I’ve gone through a background of perpetual nausea, breakfasts, classes, snacks, classes, rendez-vous’, and walking to and fro these past days like a pregnant woman. I’m not even abusing the term. Allow me to paint.
Old news: across from my res, construction is underway for the much-anticipated cinema and…personally less so, pub. So the construction men people whom I assume are qualified and fully capable, spent a week digging a hole. Now this isn’t an afternoon-at-the-beach job, it’s one with digger machines and trucks and some very careful manoevering the hole is really quite noteworthy. Walking along the frontier of construction each day has led me to admire the work these guys do with more than just a passing awe. Now, this you probably already know about me, but I thrive on understanding and researching on my own. I don’t learn things if they’re laid out for me, I have to dig. Much like the construction workers. Oooh. So, this may seem a flimsy explanation, but understand this: through my passive observation of the massive tonnes of dirt being excavated each time I pass, I led myself to conclude this was a crucial step in construction. This conclusion was completely satisfying to me because it simply explained all of my observations.
Monday morning, I awake to find the hole (which by this time had gone from superficial to about 10 meters deep) being filled in by the precise people who had finished a week in 35-degree temperatures, digging from the break of day until it got too hot to continue. Troopers. I gaped through the window for a couple minutes. This entire week they have spent flattening layer after layer of dirt into the hole they just dug. Now, I have no explanation. I thought maybe one or two layers would suffice to make the bottom of an acceptable flatness… but they must be on the 10th layer or so by now. They’ve built it up so much that it would be a safe jump from top to bottom. With the exception of this one side. It remains the original deepness. Maybe to symbolize all the effort wasted to originally dig the hole. It’s too small to be a swimming pool I heard was also being built. I noted today that there are a series of smaller shallow holes in seemingly random spots. I’m passing those off as places for cables and plumbing and such, but only so much can be explained. I now walk to class explanationless. I actively wanted to grab the fence and shake it and scream like someone lost at sea. The confusion of it all actually drove me to class today with salty rivers running down my face.

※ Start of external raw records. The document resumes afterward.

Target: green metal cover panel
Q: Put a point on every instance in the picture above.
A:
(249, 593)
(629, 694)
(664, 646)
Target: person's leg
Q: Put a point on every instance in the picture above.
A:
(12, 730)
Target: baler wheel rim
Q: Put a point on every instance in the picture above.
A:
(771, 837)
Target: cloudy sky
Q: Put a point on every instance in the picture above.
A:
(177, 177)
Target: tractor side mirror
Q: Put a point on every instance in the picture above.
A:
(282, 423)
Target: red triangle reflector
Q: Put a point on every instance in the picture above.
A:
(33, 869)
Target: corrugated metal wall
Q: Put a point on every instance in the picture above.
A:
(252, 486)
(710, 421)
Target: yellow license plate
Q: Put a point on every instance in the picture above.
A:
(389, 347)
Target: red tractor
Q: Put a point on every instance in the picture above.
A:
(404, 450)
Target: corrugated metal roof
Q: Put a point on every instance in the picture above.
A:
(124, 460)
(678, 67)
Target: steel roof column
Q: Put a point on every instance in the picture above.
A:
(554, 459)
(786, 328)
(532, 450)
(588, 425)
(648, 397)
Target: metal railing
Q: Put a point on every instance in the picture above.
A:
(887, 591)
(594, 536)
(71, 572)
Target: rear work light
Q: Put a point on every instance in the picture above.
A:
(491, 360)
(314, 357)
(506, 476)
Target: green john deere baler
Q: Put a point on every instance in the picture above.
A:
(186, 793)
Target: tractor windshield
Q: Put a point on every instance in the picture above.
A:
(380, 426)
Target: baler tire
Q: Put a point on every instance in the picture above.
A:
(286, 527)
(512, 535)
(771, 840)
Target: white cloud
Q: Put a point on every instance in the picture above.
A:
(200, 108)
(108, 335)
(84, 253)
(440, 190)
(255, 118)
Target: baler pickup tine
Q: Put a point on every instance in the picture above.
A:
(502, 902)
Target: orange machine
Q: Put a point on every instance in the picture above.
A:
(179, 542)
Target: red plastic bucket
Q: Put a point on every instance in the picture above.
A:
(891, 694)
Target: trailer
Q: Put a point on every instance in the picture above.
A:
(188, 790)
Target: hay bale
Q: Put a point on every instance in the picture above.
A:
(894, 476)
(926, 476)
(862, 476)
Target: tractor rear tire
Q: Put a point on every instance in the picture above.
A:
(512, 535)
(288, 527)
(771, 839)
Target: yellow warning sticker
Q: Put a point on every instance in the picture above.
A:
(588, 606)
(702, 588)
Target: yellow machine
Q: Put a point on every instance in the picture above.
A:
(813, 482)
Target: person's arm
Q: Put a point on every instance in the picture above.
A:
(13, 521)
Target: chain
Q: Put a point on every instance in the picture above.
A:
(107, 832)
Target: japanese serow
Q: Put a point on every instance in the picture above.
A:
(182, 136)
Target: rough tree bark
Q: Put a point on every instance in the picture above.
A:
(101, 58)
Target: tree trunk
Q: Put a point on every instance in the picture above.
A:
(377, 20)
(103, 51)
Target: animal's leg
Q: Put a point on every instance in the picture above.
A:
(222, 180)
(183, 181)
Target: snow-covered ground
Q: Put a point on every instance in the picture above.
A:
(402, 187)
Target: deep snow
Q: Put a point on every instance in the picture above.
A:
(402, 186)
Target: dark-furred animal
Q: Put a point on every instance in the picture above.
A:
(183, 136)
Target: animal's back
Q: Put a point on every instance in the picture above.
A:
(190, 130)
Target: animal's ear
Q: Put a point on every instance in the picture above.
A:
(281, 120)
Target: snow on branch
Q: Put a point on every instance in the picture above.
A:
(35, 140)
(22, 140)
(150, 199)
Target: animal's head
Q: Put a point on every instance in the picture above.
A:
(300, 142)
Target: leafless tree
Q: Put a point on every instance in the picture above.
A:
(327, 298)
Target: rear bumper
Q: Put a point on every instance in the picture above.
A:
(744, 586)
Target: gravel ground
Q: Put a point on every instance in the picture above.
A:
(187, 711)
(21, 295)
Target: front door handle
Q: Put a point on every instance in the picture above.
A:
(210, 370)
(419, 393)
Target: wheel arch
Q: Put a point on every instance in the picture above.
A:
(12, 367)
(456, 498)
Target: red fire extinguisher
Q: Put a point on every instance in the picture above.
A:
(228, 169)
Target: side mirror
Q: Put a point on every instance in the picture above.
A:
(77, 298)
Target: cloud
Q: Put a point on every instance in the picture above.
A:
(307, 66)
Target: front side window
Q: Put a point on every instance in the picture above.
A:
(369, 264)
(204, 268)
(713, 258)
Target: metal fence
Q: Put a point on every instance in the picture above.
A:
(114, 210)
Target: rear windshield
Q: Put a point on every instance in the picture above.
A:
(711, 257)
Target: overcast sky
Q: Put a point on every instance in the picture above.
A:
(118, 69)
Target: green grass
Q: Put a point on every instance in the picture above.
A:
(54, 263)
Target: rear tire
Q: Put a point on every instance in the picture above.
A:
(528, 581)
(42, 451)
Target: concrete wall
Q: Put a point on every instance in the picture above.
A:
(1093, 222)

Maybe I set myself up for an emotional day, but I took my hour in between Geography and History to read about Mesopotamia. What resulted from that was clinical anxiety. Apparently History textbooks find it imperative to reference Islam and explain to me everything I miss about Morocco, along with rashly expositing a photograph of the Code of Hammurabi and explaining that it now resides in the British Museum. I suppose it was unwise of me to assume reading as a safe activity, in this allocation of vulnerability I seem to be finding myself in. My location was not choice either, in the student center by the deli. I raised my head from my hands and my eyes came to rest on a rack of pamphlets, entitled lovely things such as “Cutting”, “Getting What You Want Out Of Sleep”, “Don’t Go Down The Dark Path”, and rot to that effect. At least my eyes stayed moisturized. The air up here is dry.
You may think and hope this is over. It’s not. It does get better, though! I took a brave step to help myself out and went outside to read. Not about Mesopotamia. That was nice. I wore my Essaouira … cape. People practised ultimate. By observation, I drew the conclusion they were wicked good. I may have gawked. Who knew disc-tossing could be so skillful? Then I headed over to the Library. And fell in love. So I’m in the library now.
It may have been the flights of stairs, but my first glimpse at the colourful and size-according organisation of the first bookshelf made my heart patter. I wanted to take a picture. I think tomorrow I will re-batterise my camera and make you all a photo tour. It was like entering Narnia. There is light (take a hint, RPL!), and narrow lanes of literature to the ceiling. It is everything charming about those old, seemingly gravity-defying libraries, but modern. And stuffed. This may be a baby university, but the library is timelessly accommodating.
Today may have started out trying, but vats of tears would be worth my current bliss, as I lie sprawled in a comfy chaise, hooked up to an IV of The Beatles, with a mocking view of the outside, flawed world. And the indecisive construction.